I have a set of 68 keypoints (size [68, 2]) that I am mapping to gaussian heatmaps. To do this, I have the following function:
def generate_gaussian(t, x, y, sigma=10):
"""
Generates a 2D Gaussian point at location x,y in tensor t.
x should be in range (-1, 1).
sigma is the standard deviation of the generated 2D Gaussian.
"""
h,w = t.shape
# Heatmap pixel per output pixel
mu_x = int(0.5 * (x + 1.) * w)
mu_y = int(0.5 * (y + 1.) * h)
tmp_size = sigma * 3
# Top-left
x1,y1 = int(mu_x - tmp_size), int(mu_y - tmp_size)
# Bottom right
x2, y2 = int(mu_x + tmp_size + 1), int(mu_y + tmp_size + 1)
if x1 >= w or y1 >= h or x2 < 0 or y2 < 0:
return t
size = 2 * tmp_size + 1
tx = np.arange(0, size, 1, np.float32)
ty = tx[:, np.newaxis]
x0 = y0 = size // 2
# The gaussian is not normalized, we want the center value to equal 1
g = torch.tensor(np.exp(- ((tx - x0) ** 2 + (ty - y0) ** 2) / (2 * sigma ** 2)))

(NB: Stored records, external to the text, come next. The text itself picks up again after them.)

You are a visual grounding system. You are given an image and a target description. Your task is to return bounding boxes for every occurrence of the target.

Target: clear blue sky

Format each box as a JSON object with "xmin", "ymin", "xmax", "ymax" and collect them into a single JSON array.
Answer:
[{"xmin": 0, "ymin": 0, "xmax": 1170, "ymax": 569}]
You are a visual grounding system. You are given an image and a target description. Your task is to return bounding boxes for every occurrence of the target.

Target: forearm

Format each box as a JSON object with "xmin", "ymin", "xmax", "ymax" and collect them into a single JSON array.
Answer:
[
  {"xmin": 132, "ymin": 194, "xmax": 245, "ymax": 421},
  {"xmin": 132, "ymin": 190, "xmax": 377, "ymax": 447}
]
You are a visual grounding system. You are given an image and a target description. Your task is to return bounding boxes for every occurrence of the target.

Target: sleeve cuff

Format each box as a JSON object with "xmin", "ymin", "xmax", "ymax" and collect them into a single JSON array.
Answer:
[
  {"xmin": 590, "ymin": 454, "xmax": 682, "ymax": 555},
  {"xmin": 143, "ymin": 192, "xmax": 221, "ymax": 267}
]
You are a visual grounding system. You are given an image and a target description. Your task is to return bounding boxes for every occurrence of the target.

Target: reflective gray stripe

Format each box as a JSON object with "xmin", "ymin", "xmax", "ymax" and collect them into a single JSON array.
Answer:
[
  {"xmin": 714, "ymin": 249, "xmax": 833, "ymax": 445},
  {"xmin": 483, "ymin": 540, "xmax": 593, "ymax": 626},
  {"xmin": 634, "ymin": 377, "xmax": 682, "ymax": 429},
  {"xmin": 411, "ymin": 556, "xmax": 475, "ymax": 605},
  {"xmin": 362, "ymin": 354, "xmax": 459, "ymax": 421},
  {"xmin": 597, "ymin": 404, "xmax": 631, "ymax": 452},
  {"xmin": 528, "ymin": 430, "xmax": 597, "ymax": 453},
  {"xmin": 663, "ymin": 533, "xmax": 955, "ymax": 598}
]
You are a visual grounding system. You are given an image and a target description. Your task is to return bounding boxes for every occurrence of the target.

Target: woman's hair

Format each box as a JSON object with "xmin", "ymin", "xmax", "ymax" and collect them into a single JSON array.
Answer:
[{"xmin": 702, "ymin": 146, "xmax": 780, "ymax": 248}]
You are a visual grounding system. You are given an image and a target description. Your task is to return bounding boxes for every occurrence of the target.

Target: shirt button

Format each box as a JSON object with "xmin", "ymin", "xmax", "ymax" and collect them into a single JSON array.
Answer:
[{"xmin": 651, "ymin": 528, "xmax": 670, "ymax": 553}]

# Determine the bounds of the source gaussian
g_x_min, g_x_max = max(0, -x1), min(x2, w) - x1
g_y_min, g_y_max = max(0, -y1), min(y2, h) - y1
# Image range
img_x_min, img_x_max = max(0, x1), min(x2, w)
img_y_min, img_y_max = max(0, y1), min(y2, h)
t[img_y_min:img_y_max, img_x_min:img_x_max] = \
g[g_y_min:g_y_max, g_x_min:g_x_max]
return t
def rescale(a, img_size):
# scale tensor to [-1, 1]
return 2 * a / img_size[0] - 1
My current code uses a for loop to compute the gaussian heatmap for each of the 68 keypoint coordinates, then stacks the resulting tensors to create a [68, H, W] tensor:
x_k1 = [generate_gaussian(torch.zeros(H, W), x, y) for x, y in rescale(kp1.numpy(), frame.shape)]
x_k1 = torch.stack(x_k1, dim=0)
However, this method is super slow. Is there some way that I can do this without a for loop?
Edit:
I tried #Cris Luengo's proposal to compute a 1D Gaussian:
def generate_gaussian1D(t, x, y, sigma=10):
h,w = t.shape
# Heatmap pixel per output pixel
mu_x = int(0.5 * (x + 1.) * w)
mu_y = int(0.5 * (y + 1.) * h)
tmp_size = sigma * 3
# Top-left
x1, y1 = int(mu_x - tmp_size), int(mu_y - tmp_size)
# Bottom right
x2, y2 = int(mu_x + tmp_size + 1), int(mu_y + tmp_size + 1)
if x1 >= w or y1 >= h or x2 < 0 or y2 < 0:
return t
size = 2 * tmp_size + 1
tx = np.arange(0, size, 1, np.float32)
ty = tx[:, np.newaxis]
x0 = y0 = size // 2
g = torch.tensor(np.exp(-np.power(tx - mu_x, 2.) / (2 * np.power(sigma, 2.))))
g = g * g[:, None]
g_x_min, g_x_max = max(0, -x1), min(x2, w) - x1
g_y_min, g_y_max = max(0, -y1), min(y2, h) - y1
img_x_min, img_x_max = max(0, x1), min(x2, w)
img_y_min, img_y_max = max(0, y1), min(y2, h)
t[img_y_min:img_y_max, img_x_min:img_x_max] = \
g[g_y_min:g_y_max, g_x_min:g_x_max]
return t
but my output ends up being an incomplete gaussian.
I'm not sure what I'm doing wrong. Any help would be appreciated.
You generate an NxN array g with a Gaussian centered on its center pixel. N is computed such that it extends by 3*sigma from that center pixel. This is the fastest way to build such an array:
tmp_size = sigma * 3
tx = np.arange(1, tmp_size + 1, 1, np.float32)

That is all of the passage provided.